Chega o tempo em que as frases demandam ser terminadas. Não suportam mais reticências. Indefinição é coisa pra julho, setembro. Agora, não é tempo. Já é tarde em dezembro.
Quando a criança solta das mãos precisas da mãe desatenta para se deslumbrar com um brilho que não lhe pertence, eu percebo. Como alguém disse uma vez que, ou se filma a sopa, ou se come a sopa, eu tenho a realização permanente de que não posso participar de um conto de Natal, se sou eu mesma a contá-lo. De outra maneira não seria conto. Seria ser.
Por isso, enquanto eu me prometo me esquecer da palavra "eu" como narradora-observadora sem interferências internas da órbita que me habita, a criança rouba com os olhos um feitiço forjado para lhe fazer inocente.

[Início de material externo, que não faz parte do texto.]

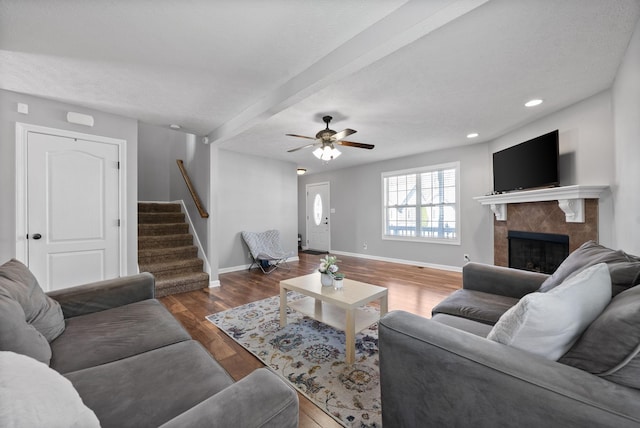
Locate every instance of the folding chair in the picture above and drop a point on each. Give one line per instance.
(266, 250)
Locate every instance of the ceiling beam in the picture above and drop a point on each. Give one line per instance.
(413, 20)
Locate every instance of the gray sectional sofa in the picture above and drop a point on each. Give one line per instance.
(460, 368)
(108, 353)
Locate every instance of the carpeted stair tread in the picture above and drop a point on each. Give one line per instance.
(156, 255)
(162, 229)
(165, 248)
(158, 218)
(148, 207)
(181, 283)
(164, 241)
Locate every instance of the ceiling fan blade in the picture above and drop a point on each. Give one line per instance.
(304, 147)
(342, 134)
(300, 136)
(353, 144)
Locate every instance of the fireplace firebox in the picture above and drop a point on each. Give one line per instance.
(537, 252)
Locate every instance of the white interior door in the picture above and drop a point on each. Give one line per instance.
(72, 210)
(318, 217)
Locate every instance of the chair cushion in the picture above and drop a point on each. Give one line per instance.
(113, 334)
(475, 305)
(624, 268)
(610, 347)
(41, 311)
(33, 395)
(152, 387)
(548, 324)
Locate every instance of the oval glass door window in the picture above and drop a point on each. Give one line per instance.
(317, 209)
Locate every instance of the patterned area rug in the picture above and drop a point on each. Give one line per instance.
(310, 355)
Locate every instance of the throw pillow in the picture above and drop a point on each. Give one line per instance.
(623, 267)
(18, 336)
(41, 311)
(610, 347)
(548, 324)
(34, 395)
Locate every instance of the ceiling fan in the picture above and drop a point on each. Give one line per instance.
(326, 140)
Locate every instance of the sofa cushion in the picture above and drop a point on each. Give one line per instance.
(42, 312)
(610, 347)
(17, 335)
(478, 306)
(113, 334)
(151, 388)
(464, 324)
(33, 395)
(548, 324)
(623, 268)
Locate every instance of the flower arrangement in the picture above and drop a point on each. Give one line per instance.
(328, 265)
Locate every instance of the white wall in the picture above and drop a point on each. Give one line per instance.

Já não é mais criança agora, nem filha, nem parte de um todo. Ela é uma só, de pernas soltas para um infinito limitado que, por vezes, cabe num abraço, num sino, ou num gorro. Todas as estratégias mercantis são rasas agora, perto de um olhar ausente a tudo. Tudo que não seja aquilo que quer enxergar.
E quando renegam sua ingenuidade, ela refuta. Faz força pra continuar de olhos fechados. Ela gosta do que pensa que vê. Mas não vê.
E uma contadora cansada de nadas e poucos e simplesmentes, e uma mãe que ofusca com flashes o espetáculo da ingênua criatura capturada pelo alienado criador, já não pertencem mais ao mesmo mundo de uma criança encantada.
Os passos e riscos calculados inevitavelmente se tropeçam uns nos outros no desejo do reparo da própria consciência corrompida de uma pequena criança, já toda marcada. Queríamos ser todos a mesma criança -- a crise da consciência, o adulto ineficaz, a matriarca bamba... a própria menina queria ser aquela criança. Perdendo a meninice inevitavelmente de encontro com a vida.
Queríamos ser mas, inexoravelmente: não somos.